When going to sleep, I set an alarm clock, so I wouldn't lose all day. In the morning, I turned it off with no second thoughts and laid till after noon. I was not sleeping - there was just nothing important enough to get up.
One could say that I got attracted to the possibility that I'm actually suffering from depression and so can't be held fully responsible for my actions or lack thereof. A valid point, I'd say, if not for the fact that it's nothing new - even when I was sure it's just my laziness I couldn't muster the resolve to do... anything.
When I called to get an appointment with a psychiatrist, a receptionist lady asked if it was something urgent. She was clearly trying to sound cheerful, almost turning it into a joke; she said I sounded calm, so how could it be that serious? She got somewhat defensive when I said that although I was not going to kill myself, I've been continuously unnecessarily complicating my life wasting one opportunity after another for at least four or five years already.
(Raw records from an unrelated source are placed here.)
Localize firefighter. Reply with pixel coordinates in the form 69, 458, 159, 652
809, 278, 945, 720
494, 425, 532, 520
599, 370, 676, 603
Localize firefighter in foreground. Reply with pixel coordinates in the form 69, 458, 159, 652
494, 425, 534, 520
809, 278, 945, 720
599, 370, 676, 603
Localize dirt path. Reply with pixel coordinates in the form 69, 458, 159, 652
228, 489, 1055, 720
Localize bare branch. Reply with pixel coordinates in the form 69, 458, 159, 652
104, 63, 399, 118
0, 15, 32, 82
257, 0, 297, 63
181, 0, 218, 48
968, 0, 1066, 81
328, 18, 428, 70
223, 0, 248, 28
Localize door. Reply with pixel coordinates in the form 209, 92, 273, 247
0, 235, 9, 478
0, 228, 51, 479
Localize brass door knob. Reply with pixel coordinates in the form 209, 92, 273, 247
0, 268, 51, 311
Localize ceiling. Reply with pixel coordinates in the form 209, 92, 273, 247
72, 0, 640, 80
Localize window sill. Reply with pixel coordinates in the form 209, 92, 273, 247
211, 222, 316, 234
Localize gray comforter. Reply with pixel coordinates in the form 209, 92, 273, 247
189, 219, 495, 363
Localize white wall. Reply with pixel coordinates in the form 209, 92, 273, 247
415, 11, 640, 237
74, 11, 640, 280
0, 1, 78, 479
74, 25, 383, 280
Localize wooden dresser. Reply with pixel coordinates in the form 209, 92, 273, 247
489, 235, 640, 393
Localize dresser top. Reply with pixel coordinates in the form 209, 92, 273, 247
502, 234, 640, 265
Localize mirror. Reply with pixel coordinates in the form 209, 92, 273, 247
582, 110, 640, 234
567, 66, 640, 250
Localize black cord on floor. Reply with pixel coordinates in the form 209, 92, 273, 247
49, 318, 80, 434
And so I managed to schedule a visit within two weeks.
I'm not indulging in any new kinds of inactivity. What I'm doing though is observing if they fit within depression's symptoms. Naturally, they do. I still hope I'm not making it up, trying to justify myself and shed the responsibility.
Like taking a long shower, sitting with knees close to the chest, wishing it would last forever, so I wouldn't have to go out and face... anything, anyone. Or playing a film and watching it for just a few minutes before I've had enough. It's nothing new, I just think I found a common denominator.
I will be terribly disappointed with myself if it won't be a medical condition.